CinémaCritiques de films
Crédit photo : Les films Séville
Ni film pornographique ni drame romantique hollywoodien, le Love de Gaspar Noé ressemble à une fantaisie où sa propre poésie fait défaut. Au-delà des véritables scènes de sexe (puisqu’on ne simule pas) filmées sous divers angles, disons qu’il faut plus qu’une excellente trame sonore pour en magnifier l’ensemble. La forte présence de Back et de Satie devient rapidement une consolation face à l’ennui qui nous gagne tout au long du film.
Sans jouer la carte du voyage spatio-temporel comme il le faisait dans le singulier Enter the Void, voilà qu’on tente ici avec ce film voyeuriste de brouiller à nouveau les pistes de la narration classique en y retrouvant un montage qui cligne littéralement des yeux avec de courts fondus au noir. Le spectateur est donc poussé à observer la dérive d’un homme qui remet sa vie amoureuse et générale en question au moment précis où il apprend la disparition de l’amour de sa vie. On peut au moins saluer l’effort du réalisateur d’avoir su dénicher un acteur prêt à se dénuder et à performer de la sorte, ce qui change considérablement la donne, comme on connaît les capacités de jeu limitées des comédiens pornographiques…
Et alors qu’on s’embarque dans une odyssée qui offre tout plein de retours en arrière qui relatent le triangle amoureux du jeune homme, on finit par se rendre compte que le cinéaste ne se parle finalement qu’à lui-même dans ce discours à sens unique. De cette histoire d’amour qu’il souhaite universelle, mais qui s’avère désagréable et toxique, le cinéaste trouve ici un réconfort freudien, pour ne pas dire oedipien, qui ne peut en aucun cas intéresser les foules. Lorsque le protagoniste nomme son enfant Gaspar, on ne peut que se décourager de la chose, pratiquement plus que lors de ses nombreuses éjaculations où pénis dressés droit sous nos yeux à l’aide de la 3D.
Après tout, comment percevoir autrement cette scène où Murphy réconforte son jeune enfant, nommé Gaspar, dans les eaux rédemptrices d’un bain, pleurnichant sur son sort et la dureté de la vie, que d’une autoconsolation du réalisateur envers lui-même? Le protagoniste est, après tout, un jeune cinéaste en devenir, passionné du septième art, qui cherche à créer des œuvres sincères et réalistes où l’amour, le vrai celui-là, se mêlerait brillamment avec la sexualité… Et puis quoi encore?

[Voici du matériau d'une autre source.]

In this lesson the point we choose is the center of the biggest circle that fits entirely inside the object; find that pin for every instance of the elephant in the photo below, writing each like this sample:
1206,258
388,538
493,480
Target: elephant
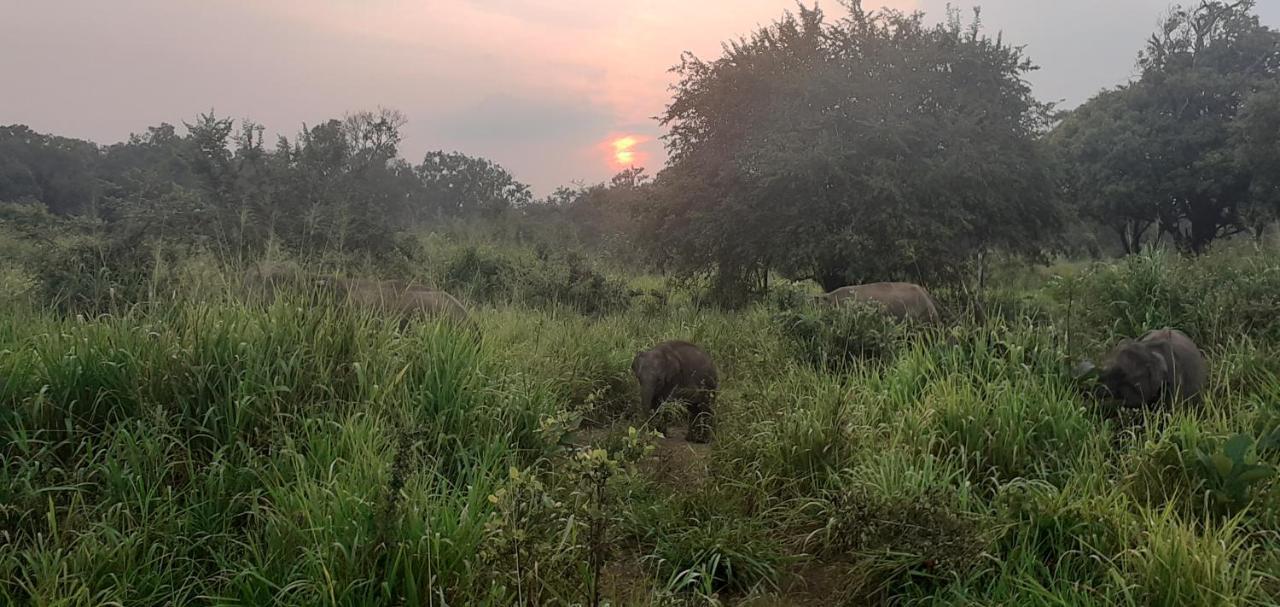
1162,365
265,279
679,370
398,297
904,301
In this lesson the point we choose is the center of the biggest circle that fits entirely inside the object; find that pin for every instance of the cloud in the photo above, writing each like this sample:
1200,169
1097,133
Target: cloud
536,85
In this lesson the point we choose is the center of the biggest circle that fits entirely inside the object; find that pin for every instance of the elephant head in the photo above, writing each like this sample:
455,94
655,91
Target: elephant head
649,370
1136,372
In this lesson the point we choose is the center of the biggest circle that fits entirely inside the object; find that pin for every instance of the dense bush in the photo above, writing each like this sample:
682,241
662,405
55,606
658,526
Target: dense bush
835,337
1214,299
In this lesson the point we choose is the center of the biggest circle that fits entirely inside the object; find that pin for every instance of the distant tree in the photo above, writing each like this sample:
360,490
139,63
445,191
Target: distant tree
456,185
1257,137
871,149
58,172
374,136
1106,168
1166,150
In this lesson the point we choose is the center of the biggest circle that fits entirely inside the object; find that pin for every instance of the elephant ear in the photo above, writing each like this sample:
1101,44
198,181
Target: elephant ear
1157,369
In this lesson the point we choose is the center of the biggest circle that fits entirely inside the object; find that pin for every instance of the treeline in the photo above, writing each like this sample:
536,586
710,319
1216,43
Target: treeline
868,147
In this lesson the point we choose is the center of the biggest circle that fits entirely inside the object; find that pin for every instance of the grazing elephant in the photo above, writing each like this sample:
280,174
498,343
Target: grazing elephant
264,279
1162,365
397,297
679,370
904,301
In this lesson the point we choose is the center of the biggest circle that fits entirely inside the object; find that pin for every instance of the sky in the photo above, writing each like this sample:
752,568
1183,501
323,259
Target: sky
543,87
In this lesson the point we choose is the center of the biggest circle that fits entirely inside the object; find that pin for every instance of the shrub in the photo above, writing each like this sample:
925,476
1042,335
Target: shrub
836,337
544,281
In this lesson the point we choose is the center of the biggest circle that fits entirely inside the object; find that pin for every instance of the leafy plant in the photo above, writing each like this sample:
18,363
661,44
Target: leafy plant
1229,477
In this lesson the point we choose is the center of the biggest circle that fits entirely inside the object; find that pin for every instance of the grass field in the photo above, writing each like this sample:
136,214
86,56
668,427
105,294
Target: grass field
201,450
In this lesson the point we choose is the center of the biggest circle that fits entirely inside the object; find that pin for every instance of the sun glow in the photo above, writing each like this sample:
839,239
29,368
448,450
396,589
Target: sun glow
624,151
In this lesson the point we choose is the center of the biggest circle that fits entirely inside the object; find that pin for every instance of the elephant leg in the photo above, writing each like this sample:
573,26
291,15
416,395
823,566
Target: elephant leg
700,423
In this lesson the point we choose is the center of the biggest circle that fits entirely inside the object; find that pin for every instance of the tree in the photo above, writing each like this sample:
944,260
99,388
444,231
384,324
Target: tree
1165,150
869,149
1257,138
1104,149
58,172
456,185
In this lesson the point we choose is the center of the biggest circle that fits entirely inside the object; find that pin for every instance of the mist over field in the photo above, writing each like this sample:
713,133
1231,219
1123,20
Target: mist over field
534,302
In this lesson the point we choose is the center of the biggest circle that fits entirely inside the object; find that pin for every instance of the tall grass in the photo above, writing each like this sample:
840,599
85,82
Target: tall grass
202,450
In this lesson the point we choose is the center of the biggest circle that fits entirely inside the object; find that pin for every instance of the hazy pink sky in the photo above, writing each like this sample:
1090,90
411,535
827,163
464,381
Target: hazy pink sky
539,86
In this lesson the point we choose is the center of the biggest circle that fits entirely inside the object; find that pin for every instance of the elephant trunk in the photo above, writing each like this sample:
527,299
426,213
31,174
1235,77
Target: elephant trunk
648,392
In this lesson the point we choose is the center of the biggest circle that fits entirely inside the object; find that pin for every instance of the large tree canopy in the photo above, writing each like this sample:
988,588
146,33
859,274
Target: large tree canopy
867,149
1185,147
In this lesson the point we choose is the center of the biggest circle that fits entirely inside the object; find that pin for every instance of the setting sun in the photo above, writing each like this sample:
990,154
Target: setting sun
622,150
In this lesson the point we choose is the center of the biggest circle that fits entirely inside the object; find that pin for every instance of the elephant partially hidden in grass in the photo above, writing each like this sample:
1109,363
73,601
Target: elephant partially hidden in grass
904,301
679,370
1162,365
396,297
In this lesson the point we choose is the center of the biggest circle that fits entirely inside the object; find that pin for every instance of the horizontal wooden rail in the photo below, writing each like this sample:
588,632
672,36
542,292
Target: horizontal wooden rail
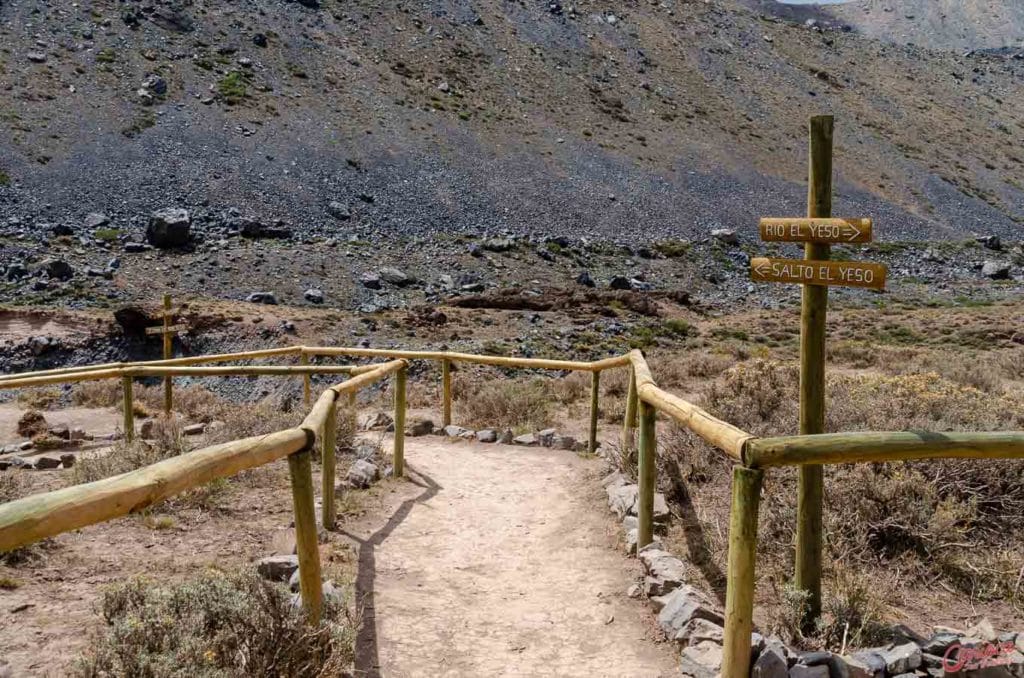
881,447
497,361
723,435
38,516
154,371
193,359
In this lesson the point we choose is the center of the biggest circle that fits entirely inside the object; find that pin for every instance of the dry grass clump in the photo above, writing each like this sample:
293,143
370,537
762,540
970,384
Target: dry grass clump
954,521
517,404
215,625
39,398
196,403
12,485
123,457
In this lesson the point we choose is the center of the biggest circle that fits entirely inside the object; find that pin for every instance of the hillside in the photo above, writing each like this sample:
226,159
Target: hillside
955,25
623,121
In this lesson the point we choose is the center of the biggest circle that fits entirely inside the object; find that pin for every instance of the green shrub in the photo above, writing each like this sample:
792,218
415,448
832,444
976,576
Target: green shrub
232,87
216,626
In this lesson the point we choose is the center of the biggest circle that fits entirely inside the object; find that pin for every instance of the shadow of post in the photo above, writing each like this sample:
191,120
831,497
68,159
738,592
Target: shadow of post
367,651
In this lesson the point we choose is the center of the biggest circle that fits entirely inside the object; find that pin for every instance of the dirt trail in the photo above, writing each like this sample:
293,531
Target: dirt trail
499,561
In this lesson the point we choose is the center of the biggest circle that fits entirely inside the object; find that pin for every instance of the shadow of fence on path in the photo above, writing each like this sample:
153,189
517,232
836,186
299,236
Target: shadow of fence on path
367,650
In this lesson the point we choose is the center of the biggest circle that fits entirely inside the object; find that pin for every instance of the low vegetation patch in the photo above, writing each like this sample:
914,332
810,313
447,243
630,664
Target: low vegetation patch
215,625
954,522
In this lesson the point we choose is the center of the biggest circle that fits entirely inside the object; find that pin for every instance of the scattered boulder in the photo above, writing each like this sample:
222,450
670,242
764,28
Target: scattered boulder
58,269
395,277
262,298
32,423
376,421
525,440
339,211
996,270
363,473
194,429
726,236
900,659
683,606
990,242
371,281
770,664
48,461
585,279
418,427
665,571
169,227
702,660
278,567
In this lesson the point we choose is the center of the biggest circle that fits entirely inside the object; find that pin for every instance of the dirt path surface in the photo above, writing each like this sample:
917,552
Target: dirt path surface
499,561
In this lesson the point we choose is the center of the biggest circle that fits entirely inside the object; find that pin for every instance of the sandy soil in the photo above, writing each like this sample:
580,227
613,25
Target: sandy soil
499,561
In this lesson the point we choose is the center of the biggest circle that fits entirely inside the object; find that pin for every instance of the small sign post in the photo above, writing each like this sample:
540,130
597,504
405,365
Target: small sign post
816,272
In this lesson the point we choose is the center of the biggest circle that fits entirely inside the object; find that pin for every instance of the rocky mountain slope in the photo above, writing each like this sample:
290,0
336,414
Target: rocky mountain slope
610,119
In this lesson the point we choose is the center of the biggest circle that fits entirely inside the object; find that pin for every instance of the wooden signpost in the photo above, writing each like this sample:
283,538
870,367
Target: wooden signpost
168,331
816,272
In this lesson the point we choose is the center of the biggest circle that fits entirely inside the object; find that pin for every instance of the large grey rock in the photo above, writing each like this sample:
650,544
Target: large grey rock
867,666
375,421
419,427
683,605
770,664
996,270
726,236
169,227
526,440
622,499
262,298
454,431
900,659
701,660
278,567
363,473
395,277
802,671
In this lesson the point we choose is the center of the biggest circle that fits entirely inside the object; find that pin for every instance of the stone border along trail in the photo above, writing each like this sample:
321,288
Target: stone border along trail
499,561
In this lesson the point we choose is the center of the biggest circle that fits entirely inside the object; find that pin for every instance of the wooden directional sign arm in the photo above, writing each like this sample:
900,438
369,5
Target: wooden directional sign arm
807,229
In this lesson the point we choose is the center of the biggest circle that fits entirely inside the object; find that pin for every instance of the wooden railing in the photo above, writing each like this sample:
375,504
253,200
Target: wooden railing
38,516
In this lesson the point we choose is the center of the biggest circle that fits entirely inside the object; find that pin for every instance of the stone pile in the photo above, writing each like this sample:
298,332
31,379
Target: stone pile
692,619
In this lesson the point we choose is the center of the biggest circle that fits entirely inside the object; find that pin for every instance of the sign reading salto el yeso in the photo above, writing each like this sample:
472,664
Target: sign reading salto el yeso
811,271
846,273
805,229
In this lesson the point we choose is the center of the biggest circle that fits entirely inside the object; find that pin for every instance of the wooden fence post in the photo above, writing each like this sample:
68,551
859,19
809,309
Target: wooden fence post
168,354
399,422
330,437
739,585
445,393
306,379
630,421
306,538
646,475
810,489
128,408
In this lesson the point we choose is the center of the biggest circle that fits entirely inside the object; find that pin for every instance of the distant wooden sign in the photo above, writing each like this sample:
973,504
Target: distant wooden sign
169,329
844,273
801,229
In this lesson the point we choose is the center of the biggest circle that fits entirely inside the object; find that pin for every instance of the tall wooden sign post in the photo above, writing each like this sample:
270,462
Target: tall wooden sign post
168,331
815,271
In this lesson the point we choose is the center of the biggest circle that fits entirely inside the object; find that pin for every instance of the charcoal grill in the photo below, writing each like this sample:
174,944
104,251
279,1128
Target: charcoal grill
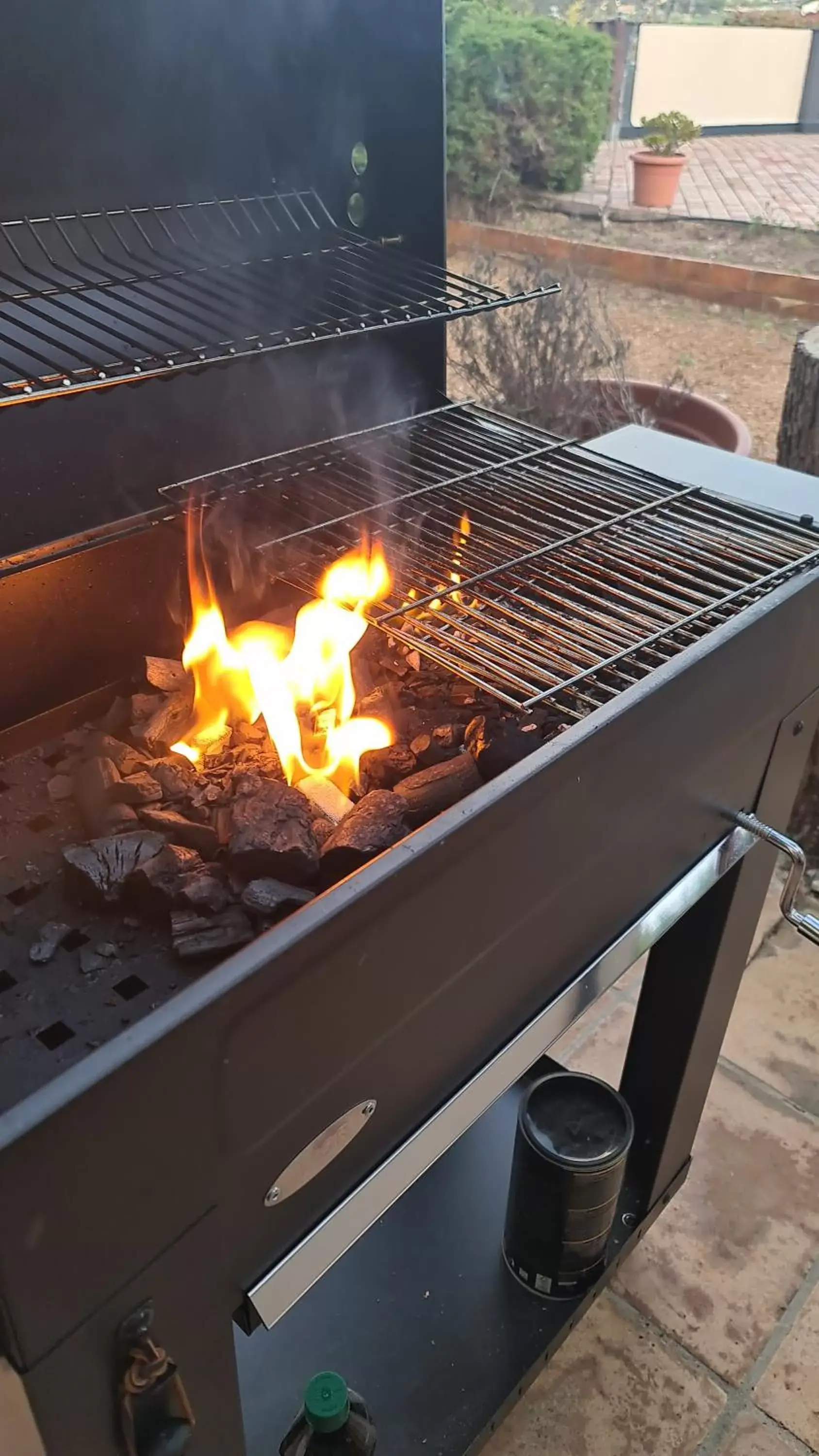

Le spectacle devient alors de l’automasturbation qui se prétend intellectuelle. L’usage de la 3D, qui joue habilement sur la profondeur des lieux, devient un peu comme une compensation pour le manque de profondeur du long-métrage. Ce prétexte technique est bien vite sans véritable valeur ajoutée, donnant souvent envie au spectateur de retirer les lunettes au fil des trop longues deux heures et quinze minutes qui composent le film.
Love est donc un testament qui prend plutôt des allures de monologue. En voulant parler d’amour et d’art, Noé finit par ne parler que de lui-même et livrer un produit tellement prétentieux qu’il ne semble être qu’un miroir ne donnant pas accès à notre propre reflet. C’est dommage, puisqu’on détournera alors le regard, non par pudeur, mais bien par désintérêt. Comme quoi la sexualité est toujours plus stimulante dans l’excitation que la tristesse, sauf peut-être quand Funkadelic fait pleurer ses guitares électriques, mais ça, c’est une autre histoire.
Le film Love de Gaspar Noé prendra l’affiche en salle au Québec le vendredi 27 novembre 2015.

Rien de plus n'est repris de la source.